Crece el escándalo por una dura pelea de YPF con su ex CEO, Miguel Galuccio

En su paso por la petrolera embolsó USD 80 millones. Pero nuevos proyectos de inversión que encabeza pusieron al actual management en alerta máxima. Duras críticas por su paso en la compañía durante la gestión K

Miguel Galuccio siempre tiene un conejo más para sacar de la galera. No por nada lo conocen en el mercado petrolero como "El Mago". Aunque quiso continuar como CEO de YPF, finalmente fue despedido en marzo del año pasado por el Gobierno de Mauricio Macri. Pero lejos de achicarse, el ejecutivo entrerriano siguió su carrera ascendente: volvió a la compañía donde ya ocupaba altos cargos hasta el 2012, la gigante de servicios petroleros Schlumberger, cuya base operativa se encuentra en Houston.

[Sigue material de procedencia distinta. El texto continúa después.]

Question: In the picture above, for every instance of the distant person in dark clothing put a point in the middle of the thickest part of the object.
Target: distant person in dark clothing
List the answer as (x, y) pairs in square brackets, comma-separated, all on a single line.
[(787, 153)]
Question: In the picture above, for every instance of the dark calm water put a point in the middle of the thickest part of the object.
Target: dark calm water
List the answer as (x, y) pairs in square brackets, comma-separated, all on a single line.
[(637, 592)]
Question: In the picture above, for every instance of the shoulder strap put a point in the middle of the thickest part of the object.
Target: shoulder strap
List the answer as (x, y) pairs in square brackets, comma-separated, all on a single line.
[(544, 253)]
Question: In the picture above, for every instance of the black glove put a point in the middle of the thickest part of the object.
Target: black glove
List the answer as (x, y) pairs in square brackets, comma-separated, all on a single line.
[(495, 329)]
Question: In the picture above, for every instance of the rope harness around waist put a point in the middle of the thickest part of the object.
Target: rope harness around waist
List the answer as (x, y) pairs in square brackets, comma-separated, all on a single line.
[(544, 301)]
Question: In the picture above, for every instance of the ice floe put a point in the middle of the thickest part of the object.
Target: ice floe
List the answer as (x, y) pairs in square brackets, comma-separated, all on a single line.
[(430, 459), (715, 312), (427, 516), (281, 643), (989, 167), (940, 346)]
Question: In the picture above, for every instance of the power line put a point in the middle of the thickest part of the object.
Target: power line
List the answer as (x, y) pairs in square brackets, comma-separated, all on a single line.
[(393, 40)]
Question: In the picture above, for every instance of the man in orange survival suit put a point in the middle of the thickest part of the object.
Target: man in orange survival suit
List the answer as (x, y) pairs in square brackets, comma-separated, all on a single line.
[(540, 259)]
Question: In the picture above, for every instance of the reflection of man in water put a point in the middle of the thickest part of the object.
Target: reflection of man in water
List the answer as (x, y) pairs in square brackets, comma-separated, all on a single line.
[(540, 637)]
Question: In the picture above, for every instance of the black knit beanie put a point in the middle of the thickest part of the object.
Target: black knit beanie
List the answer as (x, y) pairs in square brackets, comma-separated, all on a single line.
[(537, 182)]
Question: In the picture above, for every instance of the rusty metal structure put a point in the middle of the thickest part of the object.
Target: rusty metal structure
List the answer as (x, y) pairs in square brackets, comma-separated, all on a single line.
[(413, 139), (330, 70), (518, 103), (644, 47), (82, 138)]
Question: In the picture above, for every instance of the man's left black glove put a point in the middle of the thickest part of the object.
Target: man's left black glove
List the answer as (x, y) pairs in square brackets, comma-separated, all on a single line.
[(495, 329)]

Pero si bien de YPF se fue por la puerta de atrás, se trató de un regreso con gloria a la empresa que lo vio crecer y donde desarrolló la mayor parte de su carrera profesional. Hace un mes consiguió que lo nombraran nada menos que integrante del directorio mundial. Un cargo soñado para cualquier ejecutivo de la industria.

La noticia cayó como una verdadera bomba en el nuevo management de YPF, donde acusan a Galuccio de haber provocado millonarias pérdidas a la empresa, sin mencionar el alto nivel de endeudamiento en el que incurrió.

Esos fondos que consiguió la compañía cuando el Gobierno de Cristina Kirchner tenía vedado el acceso al mercado internacional (entre 2012 y 2015) fueron a parar a la basura. O mejor dicho a una serie de exploraciones en pozos verticales en Vaca Muerta a los que no se le pudo extraer una sola gota de petróleo. Chevron, la empresa que pisó primero con un contrato que se mantuvo oculto varios años, fue socio en esas millonarias pérdidas. Se estima que la compañía norteamericana hundió USD 2.000 millones que nunca recuperará.

Pero el CEO de YPF, Miguel Ángel Gutiérrez, que ya asumió hace un año en la empresa, decidió no quedarse de brazos cruzados. Según pudo saber Infobae envió una carta de puño y letra a Schlumberger. En la misiva intimó a la compañía a mantener a Galuccio fuera de cualquier negocio que la compañía pudiera desarrollar en la Argentina. El motivo es obvio: el manejo de información privilegiada y confidencial tras haber estado cuatro años al frente de YPF. La empresa contestó y se comprometió a mantener al "Mago" lo más lejos posible de la Argentina. Un intercambio epistolar que quedó ahí, pero podría ser la antesala de acciones legales en el futuro.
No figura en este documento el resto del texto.